1222 (2007) by Anne Holt (3.35 on Goodreads)

Everything Is Bad Now pt LVII: PG Tips

For years I’ve been looking for a good “standard” tea. You know, just something you can drink in the morning while you’re too tired to make any decisions, or brew tea properly.

But I’ve been doing all these various weird fancy teas, and I like them all. Mostly TGW, who has amusing teas like the Japanese one that yields only 15 kilos per year, but none of the trees are ever exposed directly to the sun, and stuff like that. And I’ve learned what “FTGFOP1” means! (Finest Tippy Golden Fsomething Orange Pekoe First Flush. (Oh, yeah, the second F stands for Flowery.))

But choosing one is too much work in the morning, and perhaps I don’t want a tea that has reads web site “grassy, fishy notes” first thing in the morning. I wasn’t successful in finding A Standard One until a year and a half ago, when I read that PG Tips was the most sold brand in the UK. I gave it a try, and…

It was great! Many of the “standard” cheap brands, like Yorkshire Gold and stuff, have a slightly unpleasant bitterness going on. Others, like Lipton, just taste awful all around. Twinings has several blends that are fine, but they’re all slightly annoying in one way or another — too weak, too strong, too bitter, too sweet, too whatever.

The flavour of PG Tips could be described very simple: It tasted like tea.

That’s it. It’s like the Platonic ideal of tea taste. It just tastes like tea. Not grasslike, not bitter, not sweet, not flowery. Just tea.

But I ran out of the stash I bought a year and a half ago, and yesterday I went to buy some more, and I got this huge sack. But then I came home and read at the back: “New PG Tips Original”!?

What!?

So I gave it a try this morning and… beurk.

I mean, it looks reasonable — it gives the water a tea-like colour. But the flavour is what you may call minimalist: It somehow makes the hot water taste essentially more like hot water.

I’m not trying to be hyperbolic here, but there’s just no flavour. It reminds me of when I had covid the first time — there’s a flavour void going on. (Hey, perhaps they can change the marketing to “Remember those halcyon days of Corona when you could stay home all day and nothing tasted of anything? PG Tips remembers”.)

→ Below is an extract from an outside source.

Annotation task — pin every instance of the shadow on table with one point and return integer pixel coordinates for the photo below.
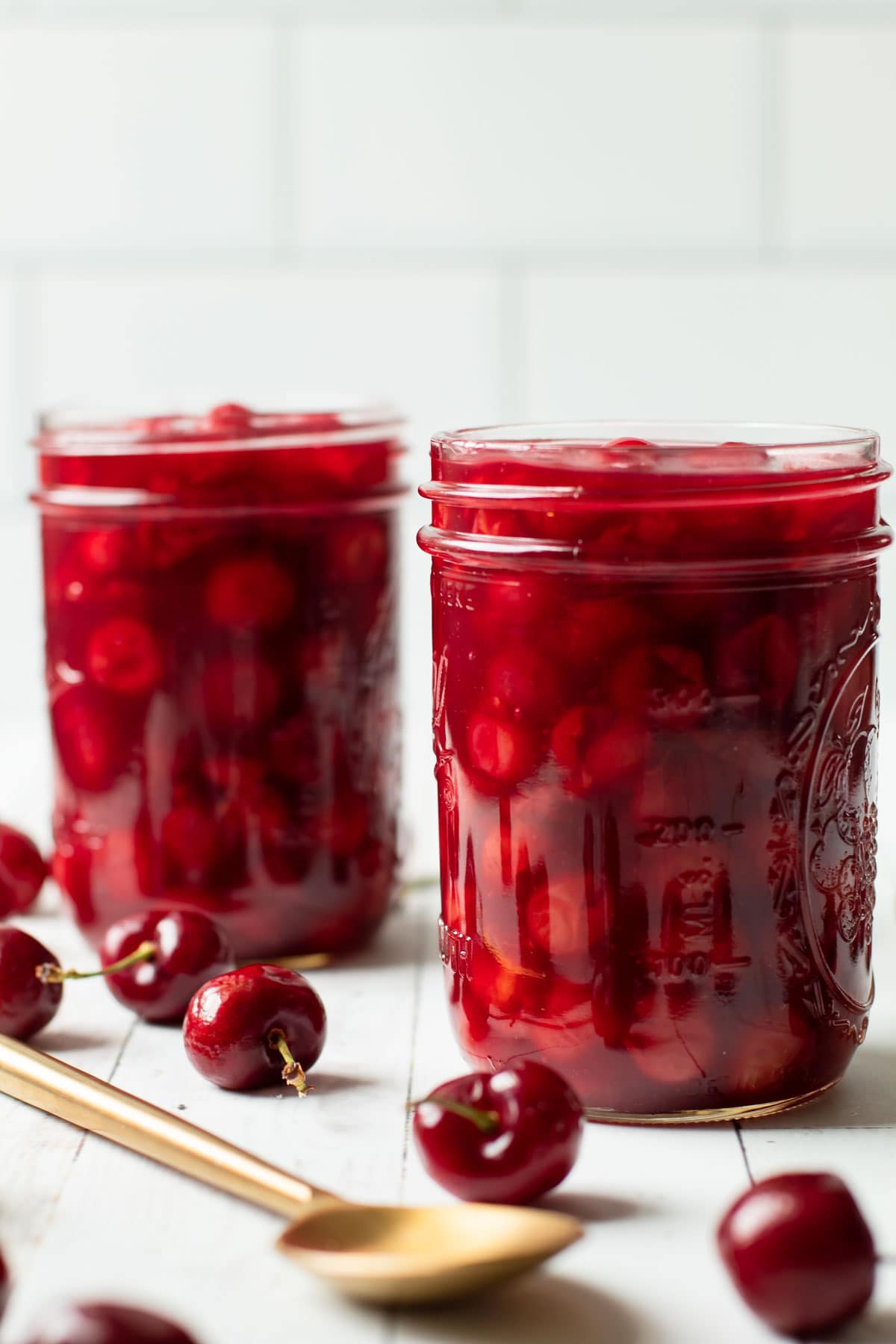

Yes, I checked the back, and it’s not expired. Still, there might just be a production flaw for these big bags, so I googled:

I’ve been a PG drinker for 40+ years and these new bags are the death knoll of the brand IMO. The best description I can give them is bland/watery and uninviting. They’ve lost the brightness they used to have, its like they removed all the flavonoids and just left the tannins.

So it’s not just me. Apparently PG Tips was bought by Lipton, and then by some kind of venture capitalist, and now it tastes like nothing.

Heh:

My family loves PG Tips for an everyday, wake me up type tea, and I also enjoy it for milk teas, but we just got their latest version and it’s horrible! It has no flavor and even the color is weak! I tried using twice the tea bags and I still can’t get the strong flavor of the original.

If I’m reading the statistics right, PG Tips used to be the largest brand in the UK, but now:

I guess I’ll try the other standard brands… otherwise it’s back to drinking Japanese tea that has fishy, grassy notes. And this bag of PG Tips goes in the trash.

In conclusion: This is the worst thing that has even happened to humankind.